Plus qu'une critique de ce disque bien précis, j'en profite pour faire quelques réflexions générales sur les enregistrements Supraphon d'oeuvres de Stravinsky par Ančerl et le Philharmonique tchèque dont seul celui-ci est présent dans la base de données (ben tiens...)
Tous les enregistrements d'œuvre de Stravinsky par Ančerl et le philharmonique tchèque sont des incontournables. Dans chacun, le Sacre, Oedipus Rex, la symphonie de psaumes (dont c'est ici la version que je préfère), c'est l'osmose du chef avec son orchestre qui frappe d'abord. Il y a une façon d'évidence qui émane de ces interprétations, une sorte d'impression de facilité, de clarté immédiate. Mais il y a aussi la magnificence des textures que les deux réussissent à produire, une richesse pure et solennelle du son qui force le respect.
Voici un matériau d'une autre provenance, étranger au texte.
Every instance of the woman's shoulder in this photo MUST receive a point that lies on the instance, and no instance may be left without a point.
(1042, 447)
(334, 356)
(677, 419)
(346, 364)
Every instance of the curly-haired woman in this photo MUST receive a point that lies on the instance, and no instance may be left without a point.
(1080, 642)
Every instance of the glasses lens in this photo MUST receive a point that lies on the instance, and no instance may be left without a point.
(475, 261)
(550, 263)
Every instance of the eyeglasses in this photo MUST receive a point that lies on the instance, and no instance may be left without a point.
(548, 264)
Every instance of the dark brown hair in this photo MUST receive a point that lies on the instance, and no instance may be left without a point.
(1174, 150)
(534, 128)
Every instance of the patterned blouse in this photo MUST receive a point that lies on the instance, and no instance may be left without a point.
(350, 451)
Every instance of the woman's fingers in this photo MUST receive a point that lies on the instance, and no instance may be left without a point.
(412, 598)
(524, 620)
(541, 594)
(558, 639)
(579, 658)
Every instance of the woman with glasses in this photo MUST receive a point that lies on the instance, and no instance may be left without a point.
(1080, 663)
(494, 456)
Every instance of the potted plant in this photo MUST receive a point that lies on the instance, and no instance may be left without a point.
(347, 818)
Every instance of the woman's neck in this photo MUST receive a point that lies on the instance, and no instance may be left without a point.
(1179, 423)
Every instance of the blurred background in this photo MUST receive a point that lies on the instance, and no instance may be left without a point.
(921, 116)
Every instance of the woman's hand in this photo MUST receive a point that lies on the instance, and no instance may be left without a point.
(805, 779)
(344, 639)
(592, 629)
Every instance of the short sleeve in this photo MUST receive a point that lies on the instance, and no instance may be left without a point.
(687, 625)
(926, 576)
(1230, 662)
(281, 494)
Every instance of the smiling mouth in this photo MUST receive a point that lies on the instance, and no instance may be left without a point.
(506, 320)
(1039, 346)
On parle souvent du son tchèque de Ančerl, je suppose que c'est à ça que ceux qui disent ce genre de choses pensent, à cette espèce de majesté gracieuse, aérienne, bohémienne dira-t-on...
Son sacre est magnifique, et encore une fois il ne donne même pas l'impression de forcer. L'énergie est omniprésente, les cuivres sont clairs à plaisir, les percussions claquent, mais à la cool... On n'a pas l'impression comme avec Dorati et le Minneapolis ou Bernstein et le New York Symphonic que le chef pousse au cul et force l'orchestre à extraire une force surhumaine de ses tripes. C'est une œuvre organique qu'Ančerl offre, généreusement lumineuse.
De tous les enregistrements stravinskiens réédités dans l'édition gold seule celle des Noces manque de punch à mon gout. Je préfère largement la version de Bernstein qui fait la part belle à l'énergie débridée des percussions et du piano. La version d'Ančerl soigne la direction vocale mais laisse un peu en retrait les instrumentistes. De même je préfère Bernstein dans la messe mais seulement pour des raisons de préférence personnelle: la version d'Ančerl est magnifique, large et imposante, là où celle de Bernstein est intimiste, retenue et spirituelle. Les gouts et les couleurs...
Quelles que soient mes réserves (mineures) sur certaines interprétations, ces trois rééditions sont de petites perles, chacune à leur façon. Pour quelqu'un qui chérit autant que moi l'art du grand Igor, ce sont de vrais plaisirs de gourmet.